Another time, one of my cousins was getting married. My father brought wine and whisky for him and his friends who attended the wedding. Muslims don’t drink alcohol, but my dad didn’t get the memo. He paid for it.

My dad got murderous looks throughout the event, and that didn’t make things easier for me and my siblings. What had been a static interaction with my mother’s side became radio silence. While we had been religious outcasts, we somehow managed to become the black sheep of the extended family, too. We were sidelined at family events for months before my dad’s misdemeanour was forgiven. 

I only ever spent holidays with my mum’s twin and their eldest sister, who’s more open-minded. But this didn’t even start happening until my third year at the University of Ilorin. Now that I think about it, I don’t think we’ve ever had relatives from my mum’s side sleep over or spend the holidays with us. But my dad’s family makes up for all of these. 

Every December since I was born, we go to my father’s hometown — Ijebu Ode. It’s always one big warm family over there. They don’t discriminate against my mum at all. They’re like the poster children for an all-loving Christian family. 

I always thought my mum’s side of the family was cold and unwelcoming. I have aunts who won’t sit beside me, hug or touch me because I am an “omo chrio”, and their “religion doesn’t allow it.” I have uncles who have never rung me up or sent for me in the last 20 years. I have a lot of friends, but they can’t fill up the family space. 

I find myself thinking if the situation would be different if my Dad was a Muslim. Perhaps I’d be running around with my cousins in mosques.

Now that I’m older, I still think some Muslim rules are a lot to digest, but I also understand that there are extremists in every religion. I move with caution around Muslims to this day. I respect their boundaries, like the thing with alcohol and pork. 
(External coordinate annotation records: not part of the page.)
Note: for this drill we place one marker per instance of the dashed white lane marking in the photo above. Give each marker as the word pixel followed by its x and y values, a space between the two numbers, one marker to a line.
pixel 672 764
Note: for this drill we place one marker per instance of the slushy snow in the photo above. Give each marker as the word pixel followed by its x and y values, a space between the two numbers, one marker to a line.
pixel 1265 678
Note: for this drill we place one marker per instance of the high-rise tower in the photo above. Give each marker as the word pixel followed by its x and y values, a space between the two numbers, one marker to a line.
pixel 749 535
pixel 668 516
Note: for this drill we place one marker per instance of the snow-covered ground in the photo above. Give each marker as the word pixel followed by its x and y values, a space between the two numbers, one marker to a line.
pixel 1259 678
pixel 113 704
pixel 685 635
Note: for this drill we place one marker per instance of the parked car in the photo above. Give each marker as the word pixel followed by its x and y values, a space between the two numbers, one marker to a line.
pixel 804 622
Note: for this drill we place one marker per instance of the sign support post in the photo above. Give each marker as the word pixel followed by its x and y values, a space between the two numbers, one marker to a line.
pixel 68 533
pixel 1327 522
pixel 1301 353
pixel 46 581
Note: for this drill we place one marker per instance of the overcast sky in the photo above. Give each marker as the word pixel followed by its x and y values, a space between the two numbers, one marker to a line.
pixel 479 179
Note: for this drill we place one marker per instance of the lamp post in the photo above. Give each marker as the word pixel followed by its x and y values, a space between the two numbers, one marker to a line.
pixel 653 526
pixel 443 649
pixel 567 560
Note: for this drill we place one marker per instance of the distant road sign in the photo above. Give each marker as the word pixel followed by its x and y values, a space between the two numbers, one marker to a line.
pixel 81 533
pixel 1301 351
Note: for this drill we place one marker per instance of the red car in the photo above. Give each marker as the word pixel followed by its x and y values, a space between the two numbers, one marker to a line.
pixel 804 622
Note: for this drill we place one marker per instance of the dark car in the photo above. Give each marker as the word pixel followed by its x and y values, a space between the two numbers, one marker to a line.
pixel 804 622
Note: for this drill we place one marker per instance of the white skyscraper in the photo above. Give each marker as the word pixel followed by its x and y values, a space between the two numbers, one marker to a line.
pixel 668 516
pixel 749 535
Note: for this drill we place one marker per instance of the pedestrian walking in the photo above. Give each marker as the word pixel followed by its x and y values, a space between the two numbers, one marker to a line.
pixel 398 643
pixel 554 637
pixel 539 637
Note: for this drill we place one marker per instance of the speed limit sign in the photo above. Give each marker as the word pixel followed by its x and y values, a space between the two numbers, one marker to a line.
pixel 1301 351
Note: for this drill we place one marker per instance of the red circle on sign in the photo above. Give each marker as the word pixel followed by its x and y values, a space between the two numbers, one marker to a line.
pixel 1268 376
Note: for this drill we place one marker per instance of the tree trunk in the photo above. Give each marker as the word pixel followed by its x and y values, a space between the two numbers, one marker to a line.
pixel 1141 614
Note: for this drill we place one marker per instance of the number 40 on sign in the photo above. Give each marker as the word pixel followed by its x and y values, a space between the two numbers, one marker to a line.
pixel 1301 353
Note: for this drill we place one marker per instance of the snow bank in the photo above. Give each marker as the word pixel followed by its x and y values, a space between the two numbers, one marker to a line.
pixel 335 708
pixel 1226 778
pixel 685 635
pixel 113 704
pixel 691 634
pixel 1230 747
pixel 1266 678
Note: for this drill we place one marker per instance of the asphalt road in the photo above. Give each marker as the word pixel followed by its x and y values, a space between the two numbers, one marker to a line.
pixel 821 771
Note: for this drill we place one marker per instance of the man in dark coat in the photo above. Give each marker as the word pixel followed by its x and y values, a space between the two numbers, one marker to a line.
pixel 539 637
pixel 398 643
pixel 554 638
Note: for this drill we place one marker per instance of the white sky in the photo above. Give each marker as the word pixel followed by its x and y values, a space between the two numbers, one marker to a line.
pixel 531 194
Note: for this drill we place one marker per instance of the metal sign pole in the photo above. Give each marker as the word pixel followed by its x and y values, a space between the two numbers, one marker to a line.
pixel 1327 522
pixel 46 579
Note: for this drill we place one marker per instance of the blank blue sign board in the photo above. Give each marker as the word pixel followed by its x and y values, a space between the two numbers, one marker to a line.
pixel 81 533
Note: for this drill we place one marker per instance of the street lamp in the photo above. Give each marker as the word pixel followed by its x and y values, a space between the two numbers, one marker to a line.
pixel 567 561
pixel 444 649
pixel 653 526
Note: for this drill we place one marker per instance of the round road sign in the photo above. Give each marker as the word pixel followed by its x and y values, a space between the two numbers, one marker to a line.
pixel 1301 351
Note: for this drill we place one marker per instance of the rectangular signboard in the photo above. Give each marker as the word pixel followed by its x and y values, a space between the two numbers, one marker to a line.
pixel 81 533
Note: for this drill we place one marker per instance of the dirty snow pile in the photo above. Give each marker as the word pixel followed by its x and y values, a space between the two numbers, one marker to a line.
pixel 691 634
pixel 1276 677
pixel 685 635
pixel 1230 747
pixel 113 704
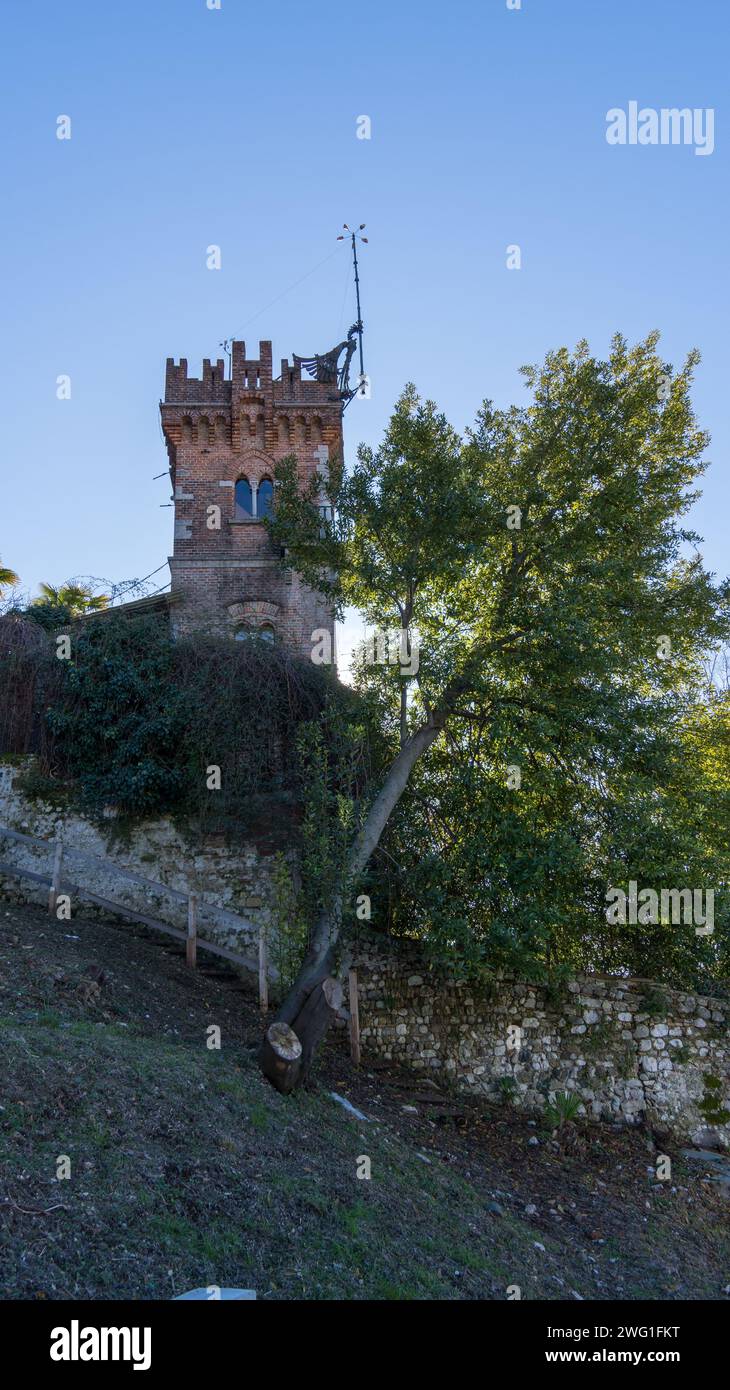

My friends say I come across as a people pleaser when I’m with my Muslim friends. For instance, during Ramadan, I wake up early, I wake them and help prepare sahur. I cook iftar too. Maybe it’s the fear of getting shut out again due to religious differences, but I’m more mindful of my Muslim friends than I am of the Christians. 

I still believe that someday my mum’s side will see past our religious differences, and I can embrace that side of my family.